Failure to do market research before you begin a business venture or during its operation can be compared to not having direction. You have know which direction to travel and how fast to go. A good market research plan indicates where and who your customers are. It will also tell you when they are most likely and willing to purchase your goods or use your services.
When you conduct marketing research, you can use the results either to create a business and marketing plan or to measure the success of your current plan. That’s why it’s important to ask the right questions, in the right way, to the right people. Research, done poorly, can steer a business in the wrong direction. Here are some market-research basics that can help get you started and avoid some mistakes.
Types of Market Research
1. Primary Research: The goal of primary research is to gather data from analyzing current sales and the effectiveness of current practices. Primary research also takes competitors’ plans into account, giving you information about your competition.
Collecting primary research can include:
* Interviews (either by telephone or face-to-face)
* Surveys (online or by mail)
* Questionnaires (online or by mail)
2. Secondary Research: The goal of secondary research is to analyze data that has already been published. With secondary data, you can identify competitors, establish benchmarks and identify target segments. Your segments are the people who fall into your targeted demographic, people who live a certain lifestyle, exhibit particular behavioral patterns or fall into a predetermined age group.

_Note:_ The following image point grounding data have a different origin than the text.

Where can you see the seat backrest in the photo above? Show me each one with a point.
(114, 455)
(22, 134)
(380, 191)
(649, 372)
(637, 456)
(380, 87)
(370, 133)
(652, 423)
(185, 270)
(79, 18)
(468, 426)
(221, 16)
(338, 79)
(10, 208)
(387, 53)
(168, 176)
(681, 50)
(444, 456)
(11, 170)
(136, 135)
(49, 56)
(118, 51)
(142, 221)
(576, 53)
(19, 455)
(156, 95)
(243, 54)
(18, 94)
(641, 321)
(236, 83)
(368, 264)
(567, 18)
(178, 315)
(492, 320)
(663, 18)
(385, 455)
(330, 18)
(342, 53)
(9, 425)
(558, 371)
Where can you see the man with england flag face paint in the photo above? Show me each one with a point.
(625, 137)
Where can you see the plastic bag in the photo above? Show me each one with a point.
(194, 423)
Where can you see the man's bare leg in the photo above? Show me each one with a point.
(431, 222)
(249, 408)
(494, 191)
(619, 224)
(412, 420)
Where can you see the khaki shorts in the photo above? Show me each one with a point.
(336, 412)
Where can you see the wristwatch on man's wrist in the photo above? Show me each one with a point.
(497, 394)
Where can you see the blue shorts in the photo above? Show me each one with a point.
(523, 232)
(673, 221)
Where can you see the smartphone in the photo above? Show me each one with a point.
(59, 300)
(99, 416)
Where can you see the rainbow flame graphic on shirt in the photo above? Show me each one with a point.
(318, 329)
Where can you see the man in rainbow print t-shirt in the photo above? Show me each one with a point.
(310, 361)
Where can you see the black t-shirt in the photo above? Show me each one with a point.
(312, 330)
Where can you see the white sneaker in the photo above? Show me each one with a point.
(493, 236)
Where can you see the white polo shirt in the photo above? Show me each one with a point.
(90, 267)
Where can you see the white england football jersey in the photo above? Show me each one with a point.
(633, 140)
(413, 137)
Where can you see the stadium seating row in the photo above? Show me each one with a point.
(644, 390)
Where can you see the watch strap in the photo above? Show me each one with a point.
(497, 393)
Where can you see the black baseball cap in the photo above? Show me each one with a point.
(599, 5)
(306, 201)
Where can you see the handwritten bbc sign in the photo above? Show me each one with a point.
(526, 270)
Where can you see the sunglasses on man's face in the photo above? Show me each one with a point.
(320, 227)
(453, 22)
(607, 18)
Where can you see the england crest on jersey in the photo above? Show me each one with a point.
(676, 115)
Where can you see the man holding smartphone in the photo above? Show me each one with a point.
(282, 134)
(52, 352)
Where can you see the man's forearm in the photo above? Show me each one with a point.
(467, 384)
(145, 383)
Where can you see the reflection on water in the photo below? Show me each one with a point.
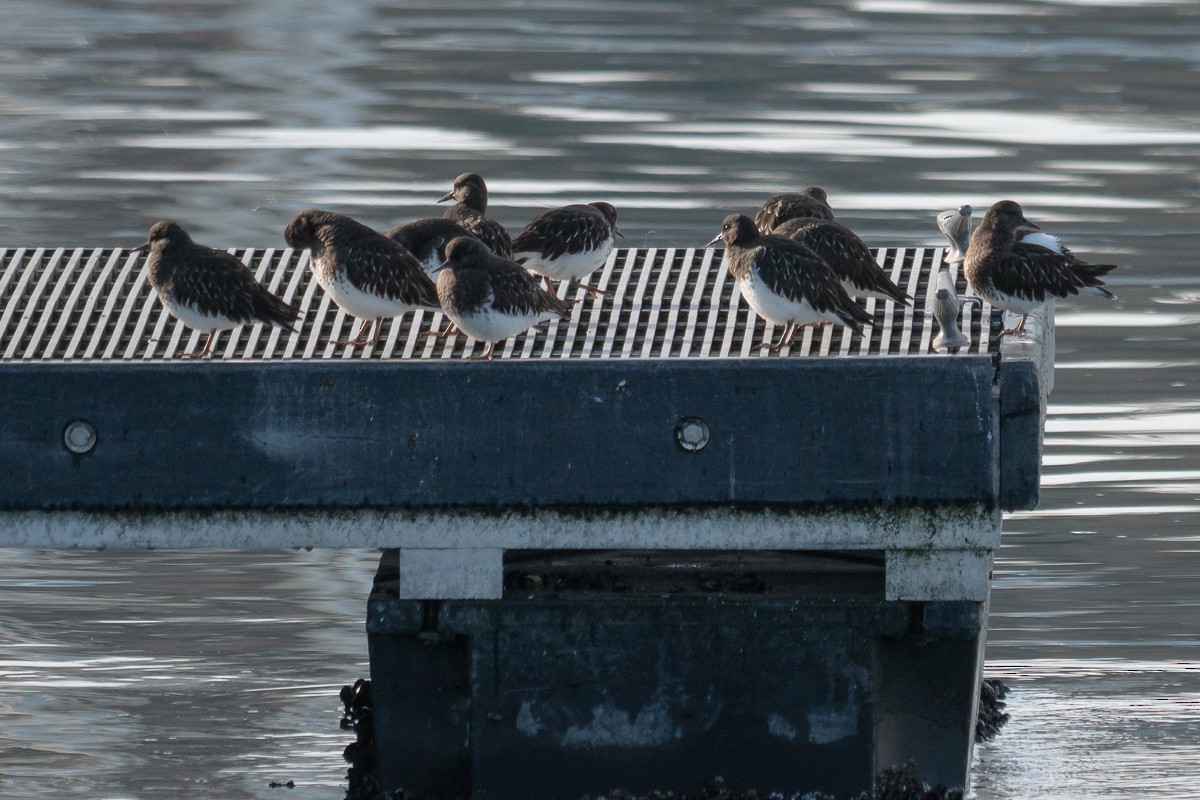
(210, 674)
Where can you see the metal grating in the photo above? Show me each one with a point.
(665, 302)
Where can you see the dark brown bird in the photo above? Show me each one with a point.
(809, 203)
(785, 282)
(427, 239)
(847, 256)
(369, 275)
(491, 298)
(1014, 268)
(469, 210)
(208, 289)
(568, 244)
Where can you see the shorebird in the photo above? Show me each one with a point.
(808, 203)
(205, 288)
(427, 239)
(469, 193)
(491, 298)
(369, 275)
(955, 226)
(1018, 274)
(847, 256)
(568, 244)
(785, 282)
(947, 305)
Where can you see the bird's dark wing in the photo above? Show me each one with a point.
(1033, 272)
(492, 234)
(571, 229)
(796, 272)
(783, 208)
(217, 284)
(382, 266)
(845, 253)
(517, 292)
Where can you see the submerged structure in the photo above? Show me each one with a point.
(634, 549)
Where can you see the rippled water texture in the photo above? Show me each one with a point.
(209, 674)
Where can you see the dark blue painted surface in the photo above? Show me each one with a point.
(220, 434)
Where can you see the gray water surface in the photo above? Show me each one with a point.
(199, 674)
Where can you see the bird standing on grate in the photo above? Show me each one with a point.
(955, 226)
(785, 282)
(491, 298)
(847, 256)
(568, 244)
(427, 239)
(1013, 266)
(469, 193)
(205, 288)
(366, 274)
(809, 203)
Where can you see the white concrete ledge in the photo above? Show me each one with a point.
(876, 528)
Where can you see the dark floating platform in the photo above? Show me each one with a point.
(635, 546)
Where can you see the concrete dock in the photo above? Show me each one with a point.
(633, 551)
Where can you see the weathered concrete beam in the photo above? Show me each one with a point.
(521, 434)
(975, 527)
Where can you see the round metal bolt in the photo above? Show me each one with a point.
(79, 437)
(691, 434)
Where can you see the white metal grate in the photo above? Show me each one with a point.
(88, 304)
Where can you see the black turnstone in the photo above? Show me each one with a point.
(427, 239)
(1013, 269)
(568, 244)
(469, 210)
(366, 274)
(785, 282)
(205, 288)
(808, 203)
(847, 256)
(955, 226)
(491, 298)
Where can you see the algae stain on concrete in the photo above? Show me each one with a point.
(613, 727)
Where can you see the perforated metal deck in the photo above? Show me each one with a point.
(91, 304)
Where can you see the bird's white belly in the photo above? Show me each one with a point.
(192, 317)
(491, 325)
(777, 308)
(568, 266)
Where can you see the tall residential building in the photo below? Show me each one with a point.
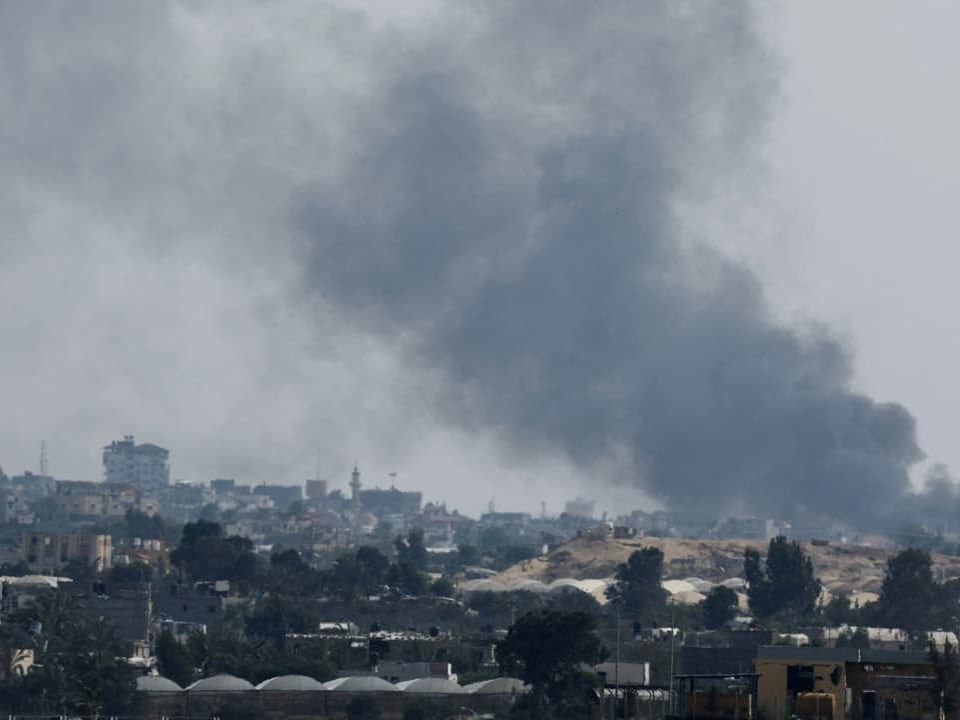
(145, 466)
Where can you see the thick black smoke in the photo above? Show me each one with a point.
(499, 194)
(526, 238)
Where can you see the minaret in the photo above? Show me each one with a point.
(355, 491)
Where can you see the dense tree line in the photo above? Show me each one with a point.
(79, 666)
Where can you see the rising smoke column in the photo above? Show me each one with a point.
(494, 197)
(513, 215)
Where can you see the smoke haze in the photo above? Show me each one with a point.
(451, 241)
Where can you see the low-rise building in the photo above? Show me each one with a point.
(836, 682)
(47, 553)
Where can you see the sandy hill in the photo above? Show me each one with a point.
(843, 569)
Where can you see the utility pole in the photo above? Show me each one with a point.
(43, 458)
(673, 637)
(616, 670)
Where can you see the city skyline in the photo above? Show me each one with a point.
(179, 322)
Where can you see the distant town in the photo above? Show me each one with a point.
(308, 600)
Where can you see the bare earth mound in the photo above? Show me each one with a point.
(843, 569)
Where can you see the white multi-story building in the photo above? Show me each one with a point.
(145, 466)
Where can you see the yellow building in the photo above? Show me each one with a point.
(47, 553)
(816, 683)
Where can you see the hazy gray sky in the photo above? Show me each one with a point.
(200, 201)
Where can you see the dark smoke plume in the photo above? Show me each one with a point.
(527, 236)
(253, 229)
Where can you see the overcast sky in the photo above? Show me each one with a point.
(185, 189)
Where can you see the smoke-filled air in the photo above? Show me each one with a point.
(464, 241)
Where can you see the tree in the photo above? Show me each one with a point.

No small business can succeed without understanding its customers, its products and services, and the market in general. Competition is often fierce, and operating without conducting research may give your competitors an advantage over you.
There are two categories of data collection: quantitative and qualitative.
Quantitative methods employ mathematical analysis and require a large sample size. The results of this data shed light on statistically significant differences. One place to find quantitative results if you have a website is in your web analytics. This information can help you determine many things, such as where your leads are coming from, how long visitors are staying on your site and from which page they are exiting.
Qualitative methods help you develop and fine-tune your quantitative research methods. They can help business owners define problems and often use interview methods to learn about customers’ opinions, values and beliefs. With qualitative research, the sample size is usually small.
Avoid these common marketing mistakes
Using only secondary research. Relying on the published work of others doesn’t give you the full picture. It can be a great place to start, of course, but the information you get from secondary research can be outdated. You can miss out on other factors relevant to your business.
Using only web resources. When you use common search engines to gather information, you get only data that are available to everyone and it may not be fully accurate. To perform deeper searches while staying within your budget, use the resources at your local library, college campus or small-business center.
Surveying only the people you know. Small-business owners sometimes interview only family members and close colleagues when conducting research, but friends and family are often not the best survey subjects. To get the most useful and accurate information, you need to talk to real customers about their needs, wants and expectations.